HPE’s enterprise GenAI system focuses on AI model tuning and inference and is pre-configured around ProLiant DL380a servers, Nvidia L40S GPUs, BlueField-3 DPUs and Spectrum-X Ethernet networking, plus HPE’s machine learning and analytics software.
The RAG reference architecture consists of Nvidia’s NeMo Retriever microservices, HPE Ezmeral data fabric software, and GreenLake for File Storage, which is Alletra MP hardware and VAST Data storage software.
Hitachi Vantara
Hitachi Vantara launched Hitachi iQ, which provides industry-specific AI systems that use Nvidia DGX and HGX GPUs with the company’s storage.

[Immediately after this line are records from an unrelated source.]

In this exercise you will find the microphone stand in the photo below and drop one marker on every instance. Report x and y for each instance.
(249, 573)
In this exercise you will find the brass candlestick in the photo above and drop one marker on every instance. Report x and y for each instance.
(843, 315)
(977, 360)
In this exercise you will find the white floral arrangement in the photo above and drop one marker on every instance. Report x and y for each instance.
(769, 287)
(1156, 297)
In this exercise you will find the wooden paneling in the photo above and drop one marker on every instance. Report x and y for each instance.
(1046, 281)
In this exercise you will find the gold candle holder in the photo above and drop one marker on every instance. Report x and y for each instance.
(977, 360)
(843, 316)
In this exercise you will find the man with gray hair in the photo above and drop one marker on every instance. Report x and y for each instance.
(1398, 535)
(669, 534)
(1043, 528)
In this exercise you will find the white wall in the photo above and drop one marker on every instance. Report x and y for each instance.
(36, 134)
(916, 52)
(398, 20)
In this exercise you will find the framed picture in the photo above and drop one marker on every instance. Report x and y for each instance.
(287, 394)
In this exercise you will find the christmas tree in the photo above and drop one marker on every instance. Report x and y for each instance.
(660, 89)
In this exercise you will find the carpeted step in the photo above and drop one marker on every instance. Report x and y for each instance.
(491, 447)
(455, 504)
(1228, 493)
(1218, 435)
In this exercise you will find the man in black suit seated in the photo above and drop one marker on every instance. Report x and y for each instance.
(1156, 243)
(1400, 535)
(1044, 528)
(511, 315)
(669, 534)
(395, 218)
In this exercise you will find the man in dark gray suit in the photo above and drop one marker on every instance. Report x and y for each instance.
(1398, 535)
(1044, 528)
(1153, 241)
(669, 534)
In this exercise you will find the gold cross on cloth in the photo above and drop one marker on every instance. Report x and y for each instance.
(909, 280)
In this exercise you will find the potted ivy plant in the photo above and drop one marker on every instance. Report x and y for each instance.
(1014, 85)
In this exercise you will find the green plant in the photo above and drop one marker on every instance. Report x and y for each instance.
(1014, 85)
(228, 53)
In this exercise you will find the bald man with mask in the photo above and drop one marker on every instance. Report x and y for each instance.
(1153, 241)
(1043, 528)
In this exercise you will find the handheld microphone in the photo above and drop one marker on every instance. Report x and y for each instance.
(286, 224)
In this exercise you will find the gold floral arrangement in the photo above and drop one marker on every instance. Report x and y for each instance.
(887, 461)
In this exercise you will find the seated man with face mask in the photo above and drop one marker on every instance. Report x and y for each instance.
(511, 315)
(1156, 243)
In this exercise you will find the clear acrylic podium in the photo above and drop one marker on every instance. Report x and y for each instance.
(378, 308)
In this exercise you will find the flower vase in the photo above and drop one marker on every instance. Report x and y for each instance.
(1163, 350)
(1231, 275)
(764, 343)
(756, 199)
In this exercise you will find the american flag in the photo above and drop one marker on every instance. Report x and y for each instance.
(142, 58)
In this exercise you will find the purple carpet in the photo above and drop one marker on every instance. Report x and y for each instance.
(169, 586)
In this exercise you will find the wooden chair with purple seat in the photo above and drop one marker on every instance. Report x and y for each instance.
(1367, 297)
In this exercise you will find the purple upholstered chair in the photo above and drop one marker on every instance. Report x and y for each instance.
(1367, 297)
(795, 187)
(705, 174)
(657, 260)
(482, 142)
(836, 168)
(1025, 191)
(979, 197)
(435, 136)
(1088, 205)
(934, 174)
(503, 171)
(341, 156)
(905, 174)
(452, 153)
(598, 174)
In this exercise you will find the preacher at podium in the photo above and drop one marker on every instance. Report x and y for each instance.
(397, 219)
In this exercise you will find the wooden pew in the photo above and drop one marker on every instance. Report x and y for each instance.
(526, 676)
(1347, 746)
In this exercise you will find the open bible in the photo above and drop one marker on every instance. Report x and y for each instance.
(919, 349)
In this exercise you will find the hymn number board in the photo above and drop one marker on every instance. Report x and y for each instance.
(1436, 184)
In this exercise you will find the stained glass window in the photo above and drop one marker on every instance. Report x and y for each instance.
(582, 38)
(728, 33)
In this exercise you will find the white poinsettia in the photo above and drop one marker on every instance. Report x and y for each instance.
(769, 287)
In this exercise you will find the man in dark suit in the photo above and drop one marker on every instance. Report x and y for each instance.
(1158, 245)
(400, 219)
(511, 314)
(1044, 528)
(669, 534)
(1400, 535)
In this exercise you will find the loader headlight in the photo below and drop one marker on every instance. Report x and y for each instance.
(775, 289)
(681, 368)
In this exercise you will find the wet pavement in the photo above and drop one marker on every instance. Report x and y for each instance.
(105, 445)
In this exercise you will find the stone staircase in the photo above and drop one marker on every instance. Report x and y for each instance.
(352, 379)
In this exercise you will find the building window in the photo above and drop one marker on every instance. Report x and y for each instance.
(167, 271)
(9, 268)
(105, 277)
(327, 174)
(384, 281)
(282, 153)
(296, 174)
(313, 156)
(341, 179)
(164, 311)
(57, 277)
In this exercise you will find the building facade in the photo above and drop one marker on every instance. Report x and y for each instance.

Hitachi iQ will begin availability in the second quarter 2024 and will include Nvidia BasePOD certification with a range of Nvidia GPU options, Nvidia AI Enterprise software support, plus the latest release of Hitachi Content Software for File (HCFS) – WekaIO’s rebranded WekaFS file system software – with accelerated storage nodes for AI workloads.
NetApp
NetApp unveiled the Nvidia NeMo Retriever microservice, a RAG software offering that connects directly to OnTap customer hybrid cloud storage. It is available to OnTap customers that subscribe to the Nvidia AI Enterprise software platform and allows LLM access to an enterprise’s unstructured data without having to create a separate repository.
Pure Storage
Pure Storage announced that it has created a RAG pipeline that uses Nvidia NeMo-based microservices in concert with Nvidia GPUs and its storage.
Also in RAG territory, Pure Storage announced RAGs for specific industry verticals – aimed only at financial services for now, but with healthcare and public sector to follow.
Pure also announced it had gained validation for its storage with Nvidia OVX server infrastructure, which adds to existing Nvidia DGX BasePod compute compatibility announced last year.
Weka
Parallel hybrid cloud NAS maker Weka announced the launch of a hardware appliance certified to work with Nvidia’s DGX SuperPod AI datacentre infrastructure.
The WEKApod uses the latest PCIe 5 and comes with performance numbers of 18.3 million input/output operations per second (IOPS) and 765GBps in a single, 1PB (petabyte), eight-node cluster.
Weka is a certified partner for Nvidia DGX BasePod and announced at the show that it will be part of validation for Nvidia OVX.